Summary: Even our friends might let us down, but God never will.
GLORY IN THE MIDST OF SUFFERING
I. Suffering, and the Christian’s response to suffering, has been a recurring theme throughout Peter’s first letter. This is in keeping with the whole tenor of Scripture: ranging from the trials of patriarch, prophet and Psalmist - along with Israel of old - in the Old Testament; to the passion of Jesus, and the persecution of the church in the New Testament. It may come as a shock to the uninitiated, but the road into the kingdom of God is paved with tribulation (Acts 14:22).
Our reception of the Word of God is tested by suffering (1 Thessalonians 2:13-14). It is our privilege to be chastened as God’s sons (Deuteronomy 8:5; Hebrews 12:7). We share Job’s confidence in the result (Job 23:10).
Peter warns his “beloved” friends not to be alarmed at present and impending persecutions (1 Peter 4:12). They are neither strange nor unexpected. Our trials are the purifying fire by which the dross is burned out of our lives: the test of our faith (James 1:2-4).
Yet we are exhorted to rejoice (1 Peter 4:13) because our sufferings for Christ, in some mysterious way, join us to the suffering of Christ (Colossians 1:24). Thus we can understand Paul and Silas singing praises in prison at midnight (Acts 16:25) - and Paul’s subsequent exhortation to rejoice always, in all circumstances (Philippians 4:4). As we share in Christ’s sufferings (1 Peter 2:21), so we shall be overjoyed when His glory is revealed.
This overflow of joy is not only our future hope but, by the Spirit, our present reality (1 Peter 4:14).

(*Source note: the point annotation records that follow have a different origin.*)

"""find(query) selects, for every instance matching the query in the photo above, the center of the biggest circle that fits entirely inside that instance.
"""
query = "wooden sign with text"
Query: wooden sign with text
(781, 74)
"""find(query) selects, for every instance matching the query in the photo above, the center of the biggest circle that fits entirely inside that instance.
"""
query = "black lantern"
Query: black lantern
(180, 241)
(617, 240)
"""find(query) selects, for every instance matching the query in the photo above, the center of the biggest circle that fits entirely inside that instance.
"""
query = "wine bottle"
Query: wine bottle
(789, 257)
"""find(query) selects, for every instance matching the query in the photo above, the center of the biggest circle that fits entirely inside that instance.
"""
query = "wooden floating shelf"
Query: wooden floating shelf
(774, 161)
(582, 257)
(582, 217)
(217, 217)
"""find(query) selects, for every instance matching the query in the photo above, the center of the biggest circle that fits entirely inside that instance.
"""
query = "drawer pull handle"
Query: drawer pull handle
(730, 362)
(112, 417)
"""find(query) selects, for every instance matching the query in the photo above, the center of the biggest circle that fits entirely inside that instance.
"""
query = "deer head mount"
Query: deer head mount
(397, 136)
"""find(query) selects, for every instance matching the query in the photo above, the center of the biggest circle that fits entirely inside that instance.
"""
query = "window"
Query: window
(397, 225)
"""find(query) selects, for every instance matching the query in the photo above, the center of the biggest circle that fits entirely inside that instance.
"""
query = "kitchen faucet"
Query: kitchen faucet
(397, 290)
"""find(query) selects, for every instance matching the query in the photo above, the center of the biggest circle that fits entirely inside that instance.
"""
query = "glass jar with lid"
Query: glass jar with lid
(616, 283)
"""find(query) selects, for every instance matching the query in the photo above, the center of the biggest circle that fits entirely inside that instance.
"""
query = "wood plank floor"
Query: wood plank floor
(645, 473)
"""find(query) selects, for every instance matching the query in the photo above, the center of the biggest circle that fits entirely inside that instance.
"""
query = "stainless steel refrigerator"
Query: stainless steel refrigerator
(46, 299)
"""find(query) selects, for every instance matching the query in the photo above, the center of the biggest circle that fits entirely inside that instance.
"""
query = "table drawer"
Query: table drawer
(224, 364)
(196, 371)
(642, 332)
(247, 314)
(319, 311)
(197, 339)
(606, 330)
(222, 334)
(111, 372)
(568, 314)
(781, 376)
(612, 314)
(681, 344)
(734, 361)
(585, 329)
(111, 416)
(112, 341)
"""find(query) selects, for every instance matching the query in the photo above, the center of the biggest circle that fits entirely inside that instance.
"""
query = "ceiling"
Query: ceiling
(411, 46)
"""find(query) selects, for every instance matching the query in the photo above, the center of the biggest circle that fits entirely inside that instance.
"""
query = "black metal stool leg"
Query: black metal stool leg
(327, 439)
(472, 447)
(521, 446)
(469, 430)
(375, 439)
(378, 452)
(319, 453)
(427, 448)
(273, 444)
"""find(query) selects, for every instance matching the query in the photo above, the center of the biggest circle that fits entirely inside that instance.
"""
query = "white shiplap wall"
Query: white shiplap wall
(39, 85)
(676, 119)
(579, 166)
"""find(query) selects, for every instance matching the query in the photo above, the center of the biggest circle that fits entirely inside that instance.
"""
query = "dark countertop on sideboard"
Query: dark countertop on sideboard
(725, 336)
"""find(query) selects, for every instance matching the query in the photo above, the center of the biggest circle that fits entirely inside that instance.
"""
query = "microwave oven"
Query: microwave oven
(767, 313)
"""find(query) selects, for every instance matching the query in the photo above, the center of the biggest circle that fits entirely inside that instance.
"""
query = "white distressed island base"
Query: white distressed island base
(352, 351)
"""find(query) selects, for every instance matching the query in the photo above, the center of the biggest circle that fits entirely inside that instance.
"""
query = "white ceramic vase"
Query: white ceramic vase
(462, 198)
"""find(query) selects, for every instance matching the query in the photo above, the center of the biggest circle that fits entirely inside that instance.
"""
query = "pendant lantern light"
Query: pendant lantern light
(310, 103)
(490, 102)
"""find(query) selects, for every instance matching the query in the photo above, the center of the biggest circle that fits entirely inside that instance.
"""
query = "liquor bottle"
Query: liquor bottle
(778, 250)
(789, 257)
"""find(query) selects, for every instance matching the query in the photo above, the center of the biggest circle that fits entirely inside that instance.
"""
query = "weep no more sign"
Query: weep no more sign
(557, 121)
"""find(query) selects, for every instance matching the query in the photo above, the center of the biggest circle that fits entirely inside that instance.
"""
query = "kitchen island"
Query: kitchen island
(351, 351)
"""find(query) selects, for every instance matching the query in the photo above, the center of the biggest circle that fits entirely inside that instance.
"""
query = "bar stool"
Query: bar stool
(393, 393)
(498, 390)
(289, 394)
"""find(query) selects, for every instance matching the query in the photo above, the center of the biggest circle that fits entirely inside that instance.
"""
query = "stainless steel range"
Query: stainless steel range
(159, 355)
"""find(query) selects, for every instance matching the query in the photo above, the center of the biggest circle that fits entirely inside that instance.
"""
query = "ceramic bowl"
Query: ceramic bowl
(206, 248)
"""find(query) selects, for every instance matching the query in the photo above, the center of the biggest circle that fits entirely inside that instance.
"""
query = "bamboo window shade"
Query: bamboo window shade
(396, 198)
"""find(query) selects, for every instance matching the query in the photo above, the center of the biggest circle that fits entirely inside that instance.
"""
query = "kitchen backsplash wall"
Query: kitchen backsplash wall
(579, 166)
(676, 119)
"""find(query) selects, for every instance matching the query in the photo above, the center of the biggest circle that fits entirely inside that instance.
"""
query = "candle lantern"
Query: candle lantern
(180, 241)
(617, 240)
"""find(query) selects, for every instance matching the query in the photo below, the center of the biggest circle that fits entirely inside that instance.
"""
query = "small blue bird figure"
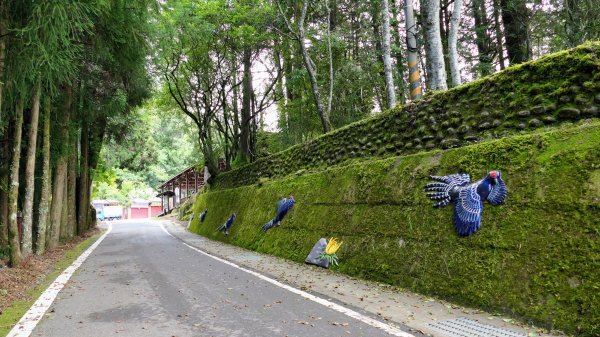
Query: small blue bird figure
(283, 206)
(227, 225)
(203, 215)
(468, 199)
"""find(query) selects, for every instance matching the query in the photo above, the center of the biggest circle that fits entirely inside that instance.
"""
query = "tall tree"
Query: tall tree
(483, 39)
(27, 240)
(453, 43)
(299, 35)
(13, 194)
(433, 46)
(515, 17)
(414, 75)
(43, 209)
(387, 61)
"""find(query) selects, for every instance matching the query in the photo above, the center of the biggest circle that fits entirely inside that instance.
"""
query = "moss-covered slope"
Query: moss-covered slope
(544, 93)
(537, 256)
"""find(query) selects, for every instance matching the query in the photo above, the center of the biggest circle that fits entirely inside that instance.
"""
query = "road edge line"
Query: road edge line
(339, 308)
(34, 315)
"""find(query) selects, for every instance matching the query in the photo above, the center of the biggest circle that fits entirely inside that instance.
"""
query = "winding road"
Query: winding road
(141, 281)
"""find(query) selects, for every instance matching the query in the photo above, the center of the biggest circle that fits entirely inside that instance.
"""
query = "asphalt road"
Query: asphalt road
(142, 282)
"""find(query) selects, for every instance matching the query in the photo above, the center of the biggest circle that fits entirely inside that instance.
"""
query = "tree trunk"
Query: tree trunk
(72, 136)
(378, 82)
(3, 37)
(312, 72)
(414, 76)
(387, 61)
(247, 152)
(82, 202)
(483, 40)
(13, 196)
(515, 17)
(64, 213)
(4, 166)
(453, 42)
(27, 240)
(57, 204)
(40, 245)
(72, 188)
(499, 35)
(434, 50)
(397, 53)
(330, 58)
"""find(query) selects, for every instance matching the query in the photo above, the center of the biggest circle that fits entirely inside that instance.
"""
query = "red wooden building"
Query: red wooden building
(180, 187)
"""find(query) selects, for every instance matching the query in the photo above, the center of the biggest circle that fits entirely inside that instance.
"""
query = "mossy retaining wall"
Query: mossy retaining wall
(537, 256)
(560, 87)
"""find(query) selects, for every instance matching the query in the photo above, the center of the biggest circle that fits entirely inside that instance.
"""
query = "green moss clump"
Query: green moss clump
(537, 256)
(555, 89)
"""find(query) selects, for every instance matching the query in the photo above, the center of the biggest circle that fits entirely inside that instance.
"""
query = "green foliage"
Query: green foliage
(554, 90)
(152, 145)
(535, 257)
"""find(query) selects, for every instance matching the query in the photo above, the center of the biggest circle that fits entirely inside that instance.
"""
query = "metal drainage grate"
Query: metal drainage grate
(464, 327)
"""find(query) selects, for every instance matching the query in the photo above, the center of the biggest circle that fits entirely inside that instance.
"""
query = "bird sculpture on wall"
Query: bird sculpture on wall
(468, 199)
(203, 215)
(283, 206)
(227, 225)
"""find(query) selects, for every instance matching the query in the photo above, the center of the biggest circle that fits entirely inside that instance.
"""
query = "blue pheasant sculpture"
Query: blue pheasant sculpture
(468, 198)
(227, 225)
(283, 207)
(203, 215)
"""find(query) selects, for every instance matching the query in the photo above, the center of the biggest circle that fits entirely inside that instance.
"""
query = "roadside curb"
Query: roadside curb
(34, 315)
(421, 314)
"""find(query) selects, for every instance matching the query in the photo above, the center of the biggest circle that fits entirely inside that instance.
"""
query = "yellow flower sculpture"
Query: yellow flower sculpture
(329, 254)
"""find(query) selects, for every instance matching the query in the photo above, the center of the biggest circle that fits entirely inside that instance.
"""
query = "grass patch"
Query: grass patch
(13, 313)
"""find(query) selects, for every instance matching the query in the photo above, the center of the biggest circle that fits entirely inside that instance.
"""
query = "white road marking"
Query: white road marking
(348, 312)
(32, 317)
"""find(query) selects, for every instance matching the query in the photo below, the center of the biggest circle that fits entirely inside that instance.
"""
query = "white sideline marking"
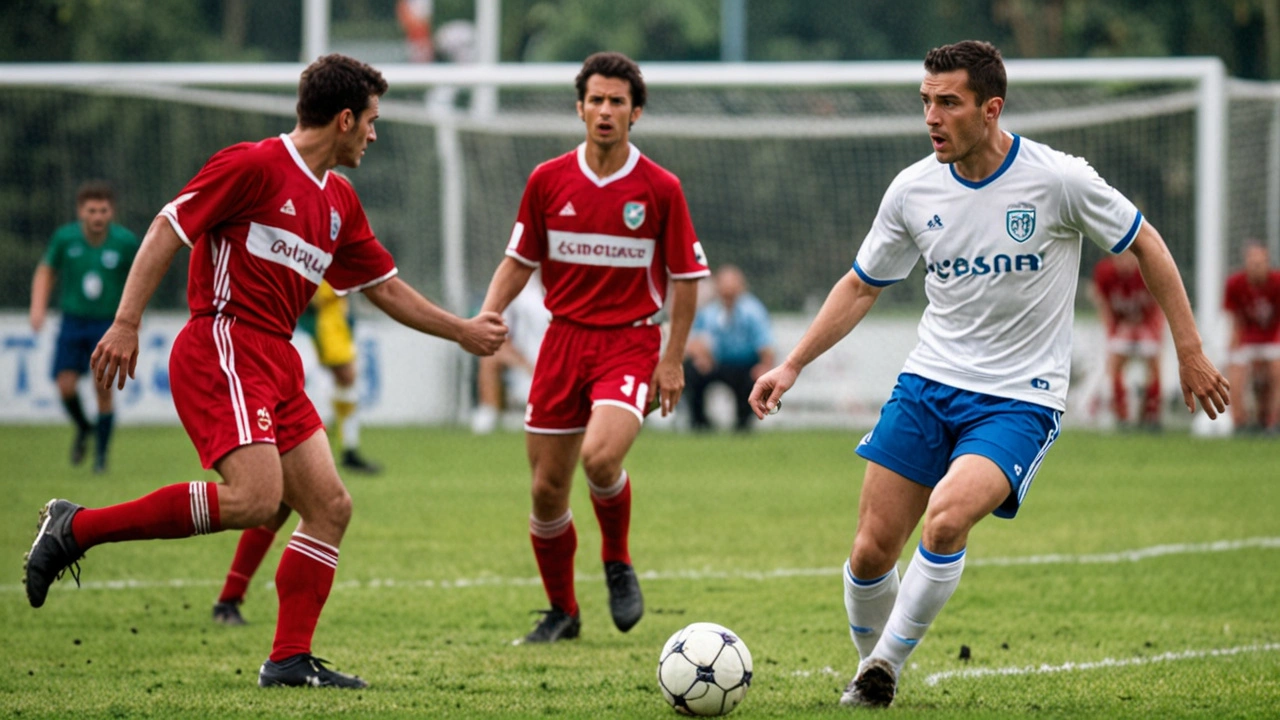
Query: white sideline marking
(1105, 662)
(708, 574)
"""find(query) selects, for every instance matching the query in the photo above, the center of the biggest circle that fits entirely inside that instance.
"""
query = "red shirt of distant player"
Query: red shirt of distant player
(1127, 297)
(265, 231)
(1256, 308)
(607, 246)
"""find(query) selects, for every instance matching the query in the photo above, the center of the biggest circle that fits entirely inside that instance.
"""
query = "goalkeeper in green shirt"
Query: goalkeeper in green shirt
(92, 258)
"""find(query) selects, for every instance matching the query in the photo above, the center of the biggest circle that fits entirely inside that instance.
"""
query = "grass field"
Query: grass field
(1104, 598)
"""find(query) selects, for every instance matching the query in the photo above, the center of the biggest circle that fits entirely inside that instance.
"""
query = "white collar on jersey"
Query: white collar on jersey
(632, 158)
(293, 153)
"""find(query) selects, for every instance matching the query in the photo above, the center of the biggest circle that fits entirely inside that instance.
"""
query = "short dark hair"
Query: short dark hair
(981, 59)
(616, 65)
(334, 83)
(95, 190)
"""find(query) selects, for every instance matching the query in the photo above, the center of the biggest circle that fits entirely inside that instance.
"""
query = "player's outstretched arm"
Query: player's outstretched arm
(117, 354)
(481, 335)
(41, 287)
(1200, 378)
(668, 377)
(508, 279)
(845, 306)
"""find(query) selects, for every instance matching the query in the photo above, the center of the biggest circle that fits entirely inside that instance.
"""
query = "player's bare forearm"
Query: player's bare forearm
(684, 305)
(117, 355)
(845, 306)
(41, 286)
(408, 308)
(481, 335)
(508, 279)
(1200, 378)
(1160, 273)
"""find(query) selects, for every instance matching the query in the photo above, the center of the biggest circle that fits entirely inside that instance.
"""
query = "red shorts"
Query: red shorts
(234, 386)
(580, 368)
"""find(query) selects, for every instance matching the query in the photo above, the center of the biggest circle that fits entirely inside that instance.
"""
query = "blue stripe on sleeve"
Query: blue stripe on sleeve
(1128, 238)
(869, 279)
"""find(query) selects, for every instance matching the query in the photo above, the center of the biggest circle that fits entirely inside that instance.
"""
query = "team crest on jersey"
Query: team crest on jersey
(1020, 222)
(632, 214)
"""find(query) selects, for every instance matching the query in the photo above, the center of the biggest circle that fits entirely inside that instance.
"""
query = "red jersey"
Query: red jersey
(265, 231)
(1125, 295)
(1256, 308)
(607, 246)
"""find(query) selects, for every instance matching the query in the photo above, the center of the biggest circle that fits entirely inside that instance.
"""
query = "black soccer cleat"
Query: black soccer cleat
(305, 670)
(874, 686)
(626, 602)
(228, 614)
(355, 461)
(53, 552)
(556, 625)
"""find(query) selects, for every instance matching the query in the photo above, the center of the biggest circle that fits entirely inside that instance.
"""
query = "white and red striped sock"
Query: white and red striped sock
(173, 511)
(302, 583)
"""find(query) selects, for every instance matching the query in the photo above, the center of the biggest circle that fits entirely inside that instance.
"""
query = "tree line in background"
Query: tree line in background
(1244, 33)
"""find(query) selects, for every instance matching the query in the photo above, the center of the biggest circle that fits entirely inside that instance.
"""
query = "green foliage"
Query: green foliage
(711, 513)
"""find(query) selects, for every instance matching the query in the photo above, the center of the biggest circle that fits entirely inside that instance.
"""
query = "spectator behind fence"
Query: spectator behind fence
(732, 343)
(1253, 301)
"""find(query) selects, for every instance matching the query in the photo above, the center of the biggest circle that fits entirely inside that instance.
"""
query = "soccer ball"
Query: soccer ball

Christian suffering is a blessed exercise (Matthew 5:10-12), which carries its own consolation (2 Corinthians 1:5). Not only does suffering in the name of Christ lead us to glory, and give us tastes of glory on the way - it also gives glory to Him.
“Surely He scorns the scornful (literally ‘scoffs the scoffers’),
But gives grace to the humble.”
If we are to bring glory to our God then we must all, like Jesus washing the disciples’ feet (John 13:4-5) “bind on humility” (1 Peter 5:6). We must recognise the good hand of Providence in our attitude towards God, in our relationship with one another, and in our interaction with the world outside. We each need to submit with patience to our own particular cross in the sure knowledge that the hand which we so readily blame for oppressing us, is the same hand which will raise us up and exalt us “in due time.”
Do this, says Peter, having cast all your collective anxiety upon Him, because He cares about you all (1 Peter 5:7). David’s contemplation of a situation of hostility, betrayal and persecution led him to the conclusion that when we cast our burden upon the Lord, He does take care of us (Psalm 55:22). Even our friends might let us down, but God never will.
We must not, however, slump into apathy: we must be sober (in the sense of self-controlled) and alert (1 Peter 5:8). We have a very real fight with a very real enemy (Job 2:1-6), who like a lion would literally swallow us whole given half a chance. Our legal adversary is a malicious opponent (Zechariah 3:1), but if we cast our cares upon God then the ‘accuser of the brethren’ will in his turn be cast down once and for all (Revelation 12:10).